Artist’s Statement

Lily Rand is a painter based in Brooklyn, New York. Her work investigates our historical moment as it takes place through online communities and digital spaces. Using the painstaking and rigorous techniques of figurative painting, she memorializes these online phenomena, which are often ephemeral and vulnerable to censorship and erasure. Our daily experience consists of a series of shocks, of which an integral part is seemingly disposable images, that emerge and fade from the slipstream of information too quickly to grasp onto. 

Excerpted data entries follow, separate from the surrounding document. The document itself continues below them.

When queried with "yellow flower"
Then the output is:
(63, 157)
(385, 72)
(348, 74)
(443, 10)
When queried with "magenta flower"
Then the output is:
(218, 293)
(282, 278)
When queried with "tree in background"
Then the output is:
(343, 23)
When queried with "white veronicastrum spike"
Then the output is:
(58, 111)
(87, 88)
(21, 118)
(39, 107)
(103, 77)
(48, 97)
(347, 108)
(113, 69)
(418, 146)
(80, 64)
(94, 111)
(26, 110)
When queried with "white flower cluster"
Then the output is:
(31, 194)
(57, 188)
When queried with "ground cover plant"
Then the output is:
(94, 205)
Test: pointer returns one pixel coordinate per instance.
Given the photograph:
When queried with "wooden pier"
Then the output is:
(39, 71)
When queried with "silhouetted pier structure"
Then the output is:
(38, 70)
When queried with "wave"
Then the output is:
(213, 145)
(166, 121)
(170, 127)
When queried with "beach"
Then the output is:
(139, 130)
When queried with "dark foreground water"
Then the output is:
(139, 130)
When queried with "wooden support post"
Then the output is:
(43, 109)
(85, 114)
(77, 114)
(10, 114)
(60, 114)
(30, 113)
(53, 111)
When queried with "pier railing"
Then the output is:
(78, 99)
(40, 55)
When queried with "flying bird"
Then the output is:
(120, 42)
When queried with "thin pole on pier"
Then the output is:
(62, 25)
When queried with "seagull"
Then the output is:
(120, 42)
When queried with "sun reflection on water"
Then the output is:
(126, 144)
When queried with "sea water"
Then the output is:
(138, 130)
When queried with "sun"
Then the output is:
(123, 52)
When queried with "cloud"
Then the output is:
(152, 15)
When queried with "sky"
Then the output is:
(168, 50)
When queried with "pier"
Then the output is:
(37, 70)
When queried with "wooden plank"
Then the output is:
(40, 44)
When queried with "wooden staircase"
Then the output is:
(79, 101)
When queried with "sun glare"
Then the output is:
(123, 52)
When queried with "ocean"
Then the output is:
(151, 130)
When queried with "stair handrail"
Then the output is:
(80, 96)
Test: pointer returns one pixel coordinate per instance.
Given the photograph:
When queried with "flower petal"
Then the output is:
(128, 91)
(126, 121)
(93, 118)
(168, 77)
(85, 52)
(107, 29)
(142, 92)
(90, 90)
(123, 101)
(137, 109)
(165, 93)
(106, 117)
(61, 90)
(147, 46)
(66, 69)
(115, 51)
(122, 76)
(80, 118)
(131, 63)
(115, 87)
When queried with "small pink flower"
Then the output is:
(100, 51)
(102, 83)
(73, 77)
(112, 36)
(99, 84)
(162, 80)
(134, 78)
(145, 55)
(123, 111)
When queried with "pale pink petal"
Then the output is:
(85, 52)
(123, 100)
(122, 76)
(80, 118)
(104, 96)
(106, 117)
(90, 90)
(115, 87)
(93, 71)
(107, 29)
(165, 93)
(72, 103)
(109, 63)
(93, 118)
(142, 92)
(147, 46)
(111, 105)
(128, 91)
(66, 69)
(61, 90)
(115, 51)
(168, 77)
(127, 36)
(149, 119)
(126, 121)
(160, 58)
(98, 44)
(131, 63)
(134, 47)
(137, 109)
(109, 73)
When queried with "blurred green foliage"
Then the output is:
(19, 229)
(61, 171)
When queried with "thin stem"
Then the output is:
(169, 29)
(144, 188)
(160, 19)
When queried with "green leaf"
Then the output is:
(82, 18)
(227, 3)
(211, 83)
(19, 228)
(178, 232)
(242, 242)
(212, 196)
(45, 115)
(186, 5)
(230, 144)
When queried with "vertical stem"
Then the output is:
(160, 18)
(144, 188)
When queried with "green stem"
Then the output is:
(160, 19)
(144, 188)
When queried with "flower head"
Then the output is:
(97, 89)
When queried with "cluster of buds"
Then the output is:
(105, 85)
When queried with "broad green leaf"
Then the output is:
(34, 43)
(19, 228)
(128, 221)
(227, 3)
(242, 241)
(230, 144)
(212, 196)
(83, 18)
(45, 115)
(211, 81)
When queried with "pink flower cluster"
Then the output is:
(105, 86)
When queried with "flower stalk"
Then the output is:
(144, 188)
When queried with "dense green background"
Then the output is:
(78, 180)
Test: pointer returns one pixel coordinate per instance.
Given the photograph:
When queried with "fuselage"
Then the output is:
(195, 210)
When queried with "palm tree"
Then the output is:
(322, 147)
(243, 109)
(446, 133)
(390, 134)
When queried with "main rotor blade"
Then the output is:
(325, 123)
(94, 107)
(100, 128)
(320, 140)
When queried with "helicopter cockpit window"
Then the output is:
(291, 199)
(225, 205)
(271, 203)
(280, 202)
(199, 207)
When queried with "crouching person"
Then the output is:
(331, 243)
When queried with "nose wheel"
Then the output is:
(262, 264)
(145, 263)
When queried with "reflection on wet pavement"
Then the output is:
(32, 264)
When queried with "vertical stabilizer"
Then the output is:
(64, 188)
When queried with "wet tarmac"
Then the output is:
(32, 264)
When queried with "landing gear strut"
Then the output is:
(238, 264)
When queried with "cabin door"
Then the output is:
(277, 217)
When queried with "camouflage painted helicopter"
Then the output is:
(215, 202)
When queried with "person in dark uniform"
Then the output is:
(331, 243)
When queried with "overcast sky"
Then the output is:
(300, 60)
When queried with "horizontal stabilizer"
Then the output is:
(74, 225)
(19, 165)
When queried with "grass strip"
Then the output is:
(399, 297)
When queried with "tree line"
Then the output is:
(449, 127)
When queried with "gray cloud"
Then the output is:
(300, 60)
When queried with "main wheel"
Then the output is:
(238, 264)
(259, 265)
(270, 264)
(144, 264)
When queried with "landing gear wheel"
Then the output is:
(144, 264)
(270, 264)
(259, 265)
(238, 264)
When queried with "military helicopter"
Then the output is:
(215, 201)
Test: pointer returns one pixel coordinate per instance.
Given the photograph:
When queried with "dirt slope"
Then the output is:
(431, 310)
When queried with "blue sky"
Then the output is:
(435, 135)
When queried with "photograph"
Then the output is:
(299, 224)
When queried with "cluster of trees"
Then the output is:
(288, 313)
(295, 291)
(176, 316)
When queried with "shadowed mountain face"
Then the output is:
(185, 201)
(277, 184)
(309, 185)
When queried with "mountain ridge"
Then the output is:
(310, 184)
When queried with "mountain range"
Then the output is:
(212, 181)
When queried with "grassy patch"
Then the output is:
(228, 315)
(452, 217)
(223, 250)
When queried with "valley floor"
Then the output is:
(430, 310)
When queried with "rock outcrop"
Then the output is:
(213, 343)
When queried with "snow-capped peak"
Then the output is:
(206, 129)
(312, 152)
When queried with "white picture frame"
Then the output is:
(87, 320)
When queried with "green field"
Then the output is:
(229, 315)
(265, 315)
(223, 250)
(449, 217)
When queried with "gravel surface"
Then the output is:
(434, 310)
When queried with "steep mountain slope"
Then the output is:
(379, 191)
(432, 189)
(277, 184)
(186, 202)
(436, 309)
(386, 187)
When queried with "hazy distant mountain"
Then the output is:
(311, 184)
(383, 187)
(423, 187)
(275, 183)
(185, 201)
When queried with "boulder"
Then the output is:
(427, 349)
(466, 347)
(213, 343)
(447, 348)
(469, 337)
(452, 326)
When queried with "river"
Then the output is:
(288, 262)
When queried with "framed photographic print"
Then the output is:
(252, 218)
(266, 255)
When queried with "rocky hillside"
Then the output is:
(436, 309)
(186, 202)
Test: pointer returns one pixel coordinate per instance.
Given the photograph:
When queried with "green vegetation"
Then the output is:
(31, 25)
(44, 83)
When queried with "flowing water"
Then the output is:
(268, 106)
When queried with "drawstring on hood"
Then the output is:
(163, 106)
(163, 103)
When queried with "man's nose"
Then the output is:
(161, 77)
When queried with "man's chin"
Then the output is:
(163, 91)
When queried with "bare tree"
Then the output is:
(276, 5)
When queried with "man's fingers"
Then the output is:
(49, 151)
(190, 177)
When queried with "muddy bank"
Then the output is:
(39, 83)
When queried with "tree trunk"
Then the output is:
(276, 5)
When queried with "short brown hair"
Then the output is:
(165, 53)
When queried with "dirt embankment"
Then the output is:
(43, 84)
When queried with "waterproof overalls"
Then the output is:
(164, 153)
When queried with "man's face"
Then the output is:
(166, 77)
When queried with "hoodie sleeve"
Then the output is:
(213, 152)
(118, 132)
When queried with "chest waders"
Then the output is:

Rand seeks to redeem this process of loss and disintegration by resurrecting these degraded (both in content and form) images, Lazarus-like, from the unmarked grave of the digital inferno--a hell that contains dead images, and those that have lost their souls. To do this, she takes Walter Benjamin’s premise of Aura as a starting point. Namely, the soul contained within artworks. Benjamin considered all photography to be soulless, a one way gaze that cannot be returned by the photography. Rand attempts to find the emanation of an Aura in the one place where Benjamin refused to look for it himself, namely the most degraded of images. She thus brings the viewer through the other side of the mirror, as her work rewards their attentive gaze tenfold, unfurling mysteries, sudden shivers of recognition, and the illuminations of a hand-crafted work of art, irreplaceable and Unique. The 20th century witnessed the end of the traditional Aura in art. Through the valley of this shadow, Rand brings the idea of the individual artwork out of its postmodern cul-de-sac kicking and screaming into the present. She paints nothing less than what we assumed was a lacuna, a void, a lack.